Je n’ai pas rêvé : c’est bien une île de vingt mètres carrés, avec ses cocotiers qui flotte au gré des courants. Elle empote probablement différentes variétés d’animaux sur un autre continent. Peut-être contribuera t’elle à créer quelque part un nouveau monde. L’îlot va dériver à portée de palmes, toute la journée, pour disparaître au crépuscule, emportant son secret.

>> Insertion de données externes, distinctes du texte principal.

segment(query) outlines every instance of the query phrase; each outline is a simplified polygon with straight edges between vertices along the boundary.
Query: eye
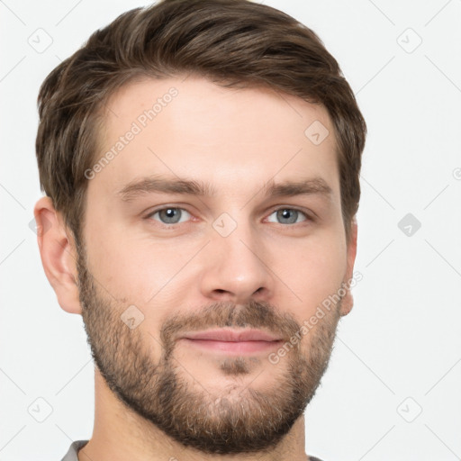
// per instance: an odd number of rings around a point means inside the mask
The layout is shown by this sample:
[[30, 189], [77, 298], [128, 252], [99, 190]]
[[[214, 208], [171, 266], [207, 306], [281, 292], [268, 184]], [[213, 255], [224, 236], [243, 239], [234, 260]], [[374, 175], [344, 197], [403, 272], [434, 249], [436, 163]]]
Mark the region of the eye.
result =
[[[163, 224], [178, 224], [179, 222], [184, 222], [185, 221], [181, 221], [181, 218], [185, 216], [185, 217], [187, 217], [187, 215], [189, 215], [190, 217], [189, 212], [187, 212], [184, 208], [168, 206], [167, 208], [161, 208], [151, 212], [150, 214], [149, 214], [149, 216], [146, 216], [146, 219], [152, 218], [155, 221], [159, 221]], [[154, 216], [156, 215], [158, 215], [158, 219], [154, 218]]]
[[[281, 221], [276, 221], [279, 222], [281, 224], [296, 224], [297, 222], [301, 222], [303, 221], [312, 221], [310, 216], [308, 216], [305, 212], [302, 212], [301, 210], [296, 210], [296, 208], [279, 208], [277, 210], [275, 210], [272, 213], [276, 214], [276, 219], [280, 220]], [[299, 221], [298, 218], [304, 219]], [[269, 221], [269, 222], [275, 222], [274, 221]]]

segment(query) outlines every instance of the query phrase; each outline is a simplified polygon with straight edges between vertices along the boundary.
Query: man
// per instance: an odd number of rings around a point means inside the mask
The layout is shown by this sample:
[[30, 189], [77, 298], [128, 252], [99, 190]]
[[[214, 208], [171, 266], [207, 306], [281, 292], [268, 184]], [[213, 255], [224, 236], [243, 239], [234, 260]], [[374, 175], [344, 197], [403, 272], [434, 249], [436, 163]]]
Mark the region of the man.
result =
[[311, 30], [246, 0], [122, 14], [39, 95], [43, 267], [95, 364], [66, 461], [315, 460], [352, 308], [366, 124]]

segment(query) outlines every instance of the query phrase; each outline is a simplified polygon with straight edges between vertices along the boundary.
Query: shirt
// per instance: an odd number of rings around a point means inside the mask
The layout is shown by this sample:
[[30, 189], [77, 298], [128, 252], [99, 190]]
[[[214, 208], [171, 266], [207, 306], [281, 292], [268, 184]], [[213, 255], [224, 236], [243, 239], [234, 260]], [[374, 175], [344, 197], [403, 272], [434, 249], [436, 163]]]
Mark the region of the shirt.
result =
[[[70, 444], [70, 447], [66, 453], [66, 456], [61, 459], [61, 461], [78, 461], [78, 457], [77, 456], [78, 450], [83, 448], [88, 440], [76, 440]], [[318, 457], [310, 456], [310, 461], [321, 461]]]

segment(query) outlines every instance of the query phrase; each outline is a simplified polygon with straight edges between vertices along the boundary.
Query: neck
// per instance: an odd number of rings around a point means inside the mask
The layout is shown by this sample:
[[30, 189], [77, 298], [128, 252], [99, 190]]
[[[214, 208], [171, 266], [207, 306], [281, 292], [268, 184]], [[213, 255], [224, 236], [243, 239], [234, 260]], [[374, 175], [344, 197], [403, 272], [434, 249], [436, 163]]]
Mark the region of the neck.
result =
[[95, 368], [95, 425], [89, 442], [78, 451], [78, 461], [309, 461], [304, 451], [304, 417], [271, 451], [265, 453], [209, 455], [184, 447], [127, 408], [107, 386]]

La série des mystères de Sipadan n’est pas close. Agill, le chef plongeur malais, me convie à découvrir une grotte passionnante. Elle a, en son temps, frappé de saisissement l’équipe Cousteau. Au fil de l’immersion nous survolons des squelettes de tortues. Carapaces, crânes et ossements succèdent dans une ambiance d’autant plus singulière que l’architecture du fond est saisissante. L’eau est très claire. Après avoir emprunté un tunnel assez large, d’environ 90 m de long, nous arrivons dans une poche par 24 m de profondeur. A notre droite gît un squelette de dauphin. Le faisceau de ma lampe balaye les stalactites et les concrétions des parois. Quelques poissons occupent les lieux, malgré l’obscurité totale. Sur le chemin du retour, avant de revoir le bleu de l’océan, c’est le squelette d’un marlin aisément reconnaissable à son rostre que nous découvrons. Sans doute s’agit-il d’animaux égarés dans ce lieu magique où ils reposent maintenant pour l’éternité. A la sortie du tunnel, je retrouve mon bon gros barracuda à l’œil vaguement soupçonneux. Est-il le gardien de ces sépultures ?

A Hamping Garden, je surplombe une véritable forêt de coraux mous multicolores accrochés à un tombant qui plonge à la verticale. Au-delà de 50 mètres de profondeur, c’est le domaine des thons et des requins gris.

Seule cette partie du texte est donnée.